Passport must be bound to traveler via biometrics
For more than a decade all foreign travelers to the U.S. have had to submit biometric data to gain entry to the country. These ten fingerprints and passport data are scanned at points of entry and run against databases to make sure travelers aren’t on a watch lists.
These precautions were put into place after the 2001 terrorists attacks on the U.S. but the Obama administration released new guidelines saying that further biometric screening may be required for travelers coming from any of the 38 visa waiver countries. Initially, the extra emphasis will focus on travelers that have visited Syria or Iraq in an effort to make sure that stolen travel documents aren’t used to enter the U.S.
Details of what this additional screening will look like are not yet known.
Biometrics are currently captured from all foreign visitors to the U.S., it’s just captured earlier in the process for visitors from non-visa waiver countries.
Here is what the processes looks like for someone requiring a visa: The traveler starts the process by applying at a U.S. embassy or consulate. During pre-screening they submit fingerprints and a facial image and that data is checked against databases to make sure the traveler is not a threat. If everything checks out the traveler is granted a visa. The biometrics are once again checked at the border crossing prior to entry into the U.S. to make sure that everything matches the original record.
For a visa-waiver traveler the process is simplified. The visitor doesn’t have to visit an embassy or consulate and can just plan a trip. But at the border crossing the individual must submit a passport and fingerprint data that is checked against watch lists. If everything checks out the individual is allowed entry into the country.
Here’s the problem with the current system. The fingerprints should ideally be checked against those stored in the travel document to ensure the presenter is the legitimate owner of the document. The problem is many countries don’t store a biometric, other than facial image, on the passport chip. This means the fingerprints can only be checked against watch lists – a process that works great to find known terrorists but does nothing to stop unknown terrorists.
If I were a UK resident and someone stole my passport and looked like me they could potentially waltz right into the U.S. Because I’m not on a watch list my passport would not be flagged. And as long as the individual that stole my passport has not had his fingerprints added to the watch list, he could pass. Homeland Security needs to be able to match the fingerprint presented at the point of entry with the biometric taken at the time of the passport’s issuance. After this match is made, then the document holder can be checked to make sure they’re not on a watch list.

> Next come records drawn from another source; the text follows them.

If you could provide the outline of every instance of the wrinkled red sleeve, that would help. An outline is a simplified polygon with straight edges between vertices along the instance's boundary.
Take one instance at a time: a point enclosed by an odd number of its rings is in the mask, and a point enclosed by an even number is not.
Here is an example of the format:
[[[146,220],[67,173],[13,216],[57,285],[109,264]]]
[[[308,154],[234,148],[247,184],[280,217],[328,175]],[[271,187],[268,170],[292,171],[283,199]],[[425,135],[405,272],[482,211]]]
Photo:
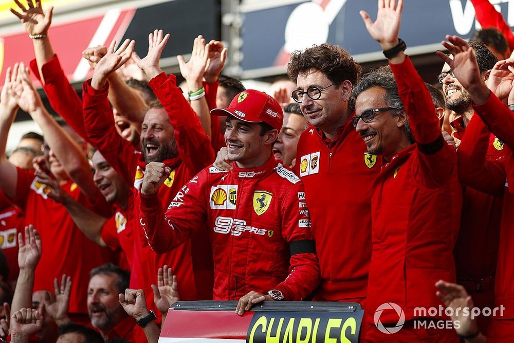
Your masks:
[[[139,193],[140,224],[156,253],[175,249],[205,223],[207,213],[203,203],[208,197],[208,169],[204,169],[182,187],[166,214],[158,194],[145,196]]]
[[[475,189],[501,196],[507,175],[503,163],[487,158],[491,133],[476,113],[457,151],[458,178]]]
[[[448,182],[456,165],[455,148],[443,138],[430,93],[409,57],[391,67],[419,152],[414,177],[428,188],[439,187]]]
[[[205,87],[205,98],[207,100],[207,105],[209,110],[213,110],[217,107],[216,104],[216,95],[218,91],[219,82],[208,83],[204,84]],[[221,125],[219,124],[219,117],[217,116],[211,116],[211,142],[212,148],[214,150],[215,154],[222,148],[227,146],[225,137],[222,134]]]
[[[310,219],[308,214],[301,214],[298,210],[301,202],[299,193],[304,193],[303,184],[299,181],[286,193],[282,200],[282,236],[290,247],[297,244],[311,244],[314,248],[314,241],[310,230]],[[304,204],[306,206],[306,204]],[[307,209],[306,207],[301,207]],[[307,211],[308,213],[308,211]],[[291,253],[293,253],[291,248]],[[285,300],[300,301],[313,293],[319,284],[320,271],[318,256],[308,249],[292,255],[289,259],[289,274],[276,287],[284,294]]]
[[[118,134],[115,128],[113,110],[107,96],[107,83],[101,89],[91,86],[91,80],[82,86],[84,124],[91,144],[127,185],[134,183],[137,161],[141,153]]]
[[[514,50],[514,35],[502,13],[496,10],[489,0],[471,0],[475,15],[484,28],[494,27],[503,33],[511,50]]]
[[[174,75],[167,77],[162,73],[150,80],[148,85],[168,112],[175,129],[175,139],[181,159],[193,173],[198,173],[214,160],[211,139],[201,123],[177,86]]]
[[[35,60],[30,61],[30,69],[41,82],[41,76],[39,75]],[[68,81],[57,56],[45,63],[41,67],[41,71],[45,79],[43,89],[52,108],[75,132],[87,139],[82,117],[82,101]]]
[[[514,150],[514,113],[492,92],[481,105],[473,104],[475,112],[498,139]]]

This isn’t Homeland Security’s fault. Many countries put fingerprints on the chips embedded into passports but to date that data can only be accessed by the issuing country. Hopefully changes are on the horizon and access to this data will be made available.
The U.S. has been issuing ePassports for a decade, and security requires the ability to read the information stored on the embedded contactless smart card chips. While it took some time for the U.S. to rollout the infrastructure to read the chips in passports, systems have been in place for more than a year.
This technology enables a border agent to make sure the information printed on the data page is the same as that stored in the chip. In the U.S., the chip stores a facial image and the information printed on the data page. Other countries include additional biometrics and all of the information is secured with PKI.
So even is someone was able to obtain a legitimate document and alter the data page, unless they could also change the data stored on the chip it wouldn’t do them any good. The presenter’s face might match the falsified image on the data page, but it would not match the digital image stored in the chip.
It seems that the problem is we’re lacking a standardized, cross-country biometric that is stored on all ePassports and can be read and verified at all point of entry. While some would argue that the facial image is the standardized biometric it would seem that it only works if a strong, automated facial recognition system is put in place in addition to the in-person verification.
In the future it will be a necessity to change they way travelers enter the U.S. Fingerprints or iris will have to be added to passports that definitively link it with the traveler as well as the checks against existing watch lists.